High update activity, PostgreSQL vs BigDBMS

Guy Rouillier <guyr-ml1@xxxxxxxxxxxxx> · Thu, 28 Dec 2006 00:46:49 -0500

I don't want to violate any license agreement by discussing performance, 
so I'll refer to a large, commercial PostgreSQL-compatible DBMS only as 
BigDBMS here.

I'm trying to convince my employer to replace BigDBMS with PostgreSQL 
for at least some of our Java applications.  As a proof of concept, I 
started with a high-volume (but conceptually simple) network data 
collection application.  This application collects files of 5-minute 
usage statistics from our network devices, and stores a raw form of 
these stats into one table and a normalized form into a second table. 
We are currently storing about 12 million rows a day in the normalized 
table, and each month we start new tables.  For the normalized data, the 
app inserts rows initialized to zero for the entire current day first 
thing in the morning, then throughout the day as stats are received, 
executes updates against existing rows.  So the app has very high update 
activity.

In my test environment, I have a dual-x86 Linux platform running the 
application, and an old 4-CPU Sun Enterprise 4500 running BigDBMS and 
PostgreSQL 8.2.0 (only one at a time.)  The Sun box has 4 disk arrays 
attached, each with 12 SCSI hard disks (a D1000 and 3 A1000, for those 
familiar with these devices.)  The arrays are set up with RAID5.  So I'm 
working with a consistent hardware platform for this comparison.  I'm 
only processing a small subset of files (144.)

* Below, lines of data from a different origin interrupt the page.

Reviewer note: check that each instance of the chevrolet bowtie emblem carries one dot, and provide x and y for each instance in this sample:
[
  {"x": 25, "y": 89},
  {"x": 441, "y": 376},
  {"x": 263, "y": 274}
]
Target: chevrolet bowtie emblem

BigDBMS processed this set of data in 20000 seconds, with all foreign 
keys in place.  With all foreign keys in place, PG took 54000 seconds to 
complete the same job.  I've tried various approaches to autovacuum 
(none, 30-seconds) and it doesn't seem to make much difference.  What 
does seem to make a difference is eliminating all the foreign keys; in 
that configuration, PG takes about 30000 seconds.  Better, but BigDBMS 
still has it beat significantly.

I've got PG configured so that that the system database is on disk array 
2, as are the transaction log files.  The default table space for the 
test database is disk array 3.  I've got all the reference tables (the 
tables to which the foreign keys in the stats tables refer) on this 
array.  I also store the stats tables on this array.  Finally, I put the 
indexes for the stats tables on disk array 4.  I don't use disk array 1 
because I believe it is a software array.

I'm out of ideas how to improve this picture any further.  I'd 
appreciate some suggestions.  Thanks.

--
Guy Rouillier